Das heisst, der Richter wird vor Prozessbeginn Staatsanwaltschaft und Angeklagtem mitteilen, welches Urteil er fällen wird?Sowas handelt man mit dem Staatsanwalt ab und nicht mit dem Richter! Der Richter wird erst am Ende vom Staatsanwalt davon in Kenntnis gesetzt und stimmt zu oder lehnt ab - bei Ablehnung kommt Deal also nicht zu Stande und der Staatsanwalt muss andernweitig Beweise für den Betrug suchen.
Die Beweise lagen laut Staatsanwalt vor, Zumwinkel hat auch nur das gestanden, was ihm die Staatsanwaltschaft hätte beweisen können.Weil bei großer Steuerhinterziehung geht es immer auch immer um die Beweislast und kann nur schwer aufgebracht werden.
Das wird es sein! Klär mich auf.P.s.: Ich glaube dir fehlt es an Kenntnis über das dt. Gerichtswesen.

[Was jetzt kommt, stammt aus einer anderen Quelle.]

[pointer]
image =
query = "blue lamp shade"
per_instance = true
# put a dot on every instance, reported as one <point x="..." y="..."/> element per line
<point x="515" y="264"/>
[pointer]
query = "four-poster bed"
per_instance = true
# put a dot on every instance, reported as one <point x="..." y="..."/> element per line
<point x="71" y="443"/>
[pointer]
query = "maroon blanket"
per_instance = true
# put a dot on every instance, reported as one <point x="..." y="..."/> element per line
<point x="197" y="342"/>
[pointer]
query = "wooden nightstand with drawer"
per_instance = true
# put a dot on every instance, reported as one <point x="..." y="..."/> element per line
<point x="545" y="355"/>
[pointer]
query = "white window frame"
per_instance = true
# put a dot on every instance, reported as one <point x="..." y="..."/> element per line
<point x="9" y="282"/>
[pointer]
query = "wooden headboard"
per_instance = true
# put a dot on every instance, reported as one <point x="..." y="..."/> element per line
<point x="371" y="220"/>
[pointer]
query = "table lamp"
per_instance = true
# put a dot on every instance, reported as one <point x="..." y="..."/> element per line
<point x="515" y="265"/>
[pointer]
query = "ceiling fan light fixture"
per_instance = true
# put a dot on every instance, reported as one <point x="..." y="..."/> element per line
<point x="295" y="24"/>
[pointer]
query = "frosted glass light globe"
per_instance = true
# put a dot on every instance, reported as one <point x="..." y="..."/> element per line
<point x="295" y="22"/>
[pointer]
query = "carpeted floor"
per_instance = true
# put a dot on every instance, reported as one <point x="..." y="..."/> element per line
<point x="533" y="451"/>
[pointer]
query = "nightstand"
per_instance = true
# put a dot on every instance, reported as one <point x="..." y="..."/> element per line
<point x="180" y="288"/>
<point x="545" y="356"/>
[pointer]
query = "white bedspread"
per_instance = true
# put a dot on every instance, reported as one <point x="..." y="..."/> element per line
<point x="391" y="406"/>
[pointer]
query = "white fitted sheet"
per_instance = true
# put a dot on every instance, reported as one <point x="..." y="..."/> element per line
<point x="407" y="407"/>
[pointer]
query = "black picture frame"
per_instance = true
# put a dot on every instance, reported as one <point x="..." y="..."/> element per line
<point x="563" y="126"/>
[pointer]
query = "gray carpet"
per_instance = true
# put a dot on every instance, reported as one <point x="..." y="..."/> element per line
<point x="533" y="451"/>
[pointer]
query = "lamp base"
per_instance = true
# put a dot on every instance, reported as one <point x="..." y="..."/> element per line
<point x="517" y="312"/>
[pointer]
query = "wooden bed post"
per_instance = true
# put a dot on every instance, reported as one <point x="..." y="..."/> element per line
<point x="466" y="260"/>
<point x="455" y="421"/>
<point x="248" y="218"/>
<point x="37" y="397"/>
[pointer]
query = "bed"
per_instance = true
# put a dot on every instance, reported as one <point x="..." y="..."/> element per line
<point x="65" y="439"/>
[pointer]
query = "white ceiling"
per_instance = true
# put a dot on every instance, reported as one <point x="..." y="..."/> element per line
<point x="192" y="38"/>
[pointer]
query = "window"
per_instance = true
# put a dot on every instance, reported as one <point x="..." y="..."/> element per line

Und wo schrieb ich etwas anderes? Andere haben doch behauptet, das Staatsanwalt und Angeklagter einen Deal eingegangen wären, der auch die Strafe beinhaltete. Ich habe gesagt, dass Urteile in Deutschland aber von Richtern gefällt werden und die auch über den Anträgen eines Staatsanwaltes liegen können.Denn ein Richter erhebt keine Anklage, das macht bei Strafdelikten ein Staatsanwalt (dieser übernimmt in der Regel auch den Beschuldigungspart und erhebt das höhere Strafmaß - wobei der Richter sich an dem Strafmaß nicht zwangsweise orientieren muss).
Wenn das so läuft, wie Du das beschrieben hast, wie muss ich mir das vorstellen?
Angeklagter und Staatsanwalt handeln aus: Angeklagter gesteht, Staatsanwaltschaft fordert Bewährung. Geht dann der Staatsanwalt zum Richter und macht mit dem auch den Deal? Glaube ich nicht.
Was, wenn der Richter sagt, OK, machen wir so. Dann ist Verhandlungstag, Staatsanwaltschaft fordert Bewährung, Angeklagter gesteht ausführlich, fordert auch Bewährung, Richter schickt den Angeklagten für 5 Jahre ins Gefängnis, ohne Bewährung.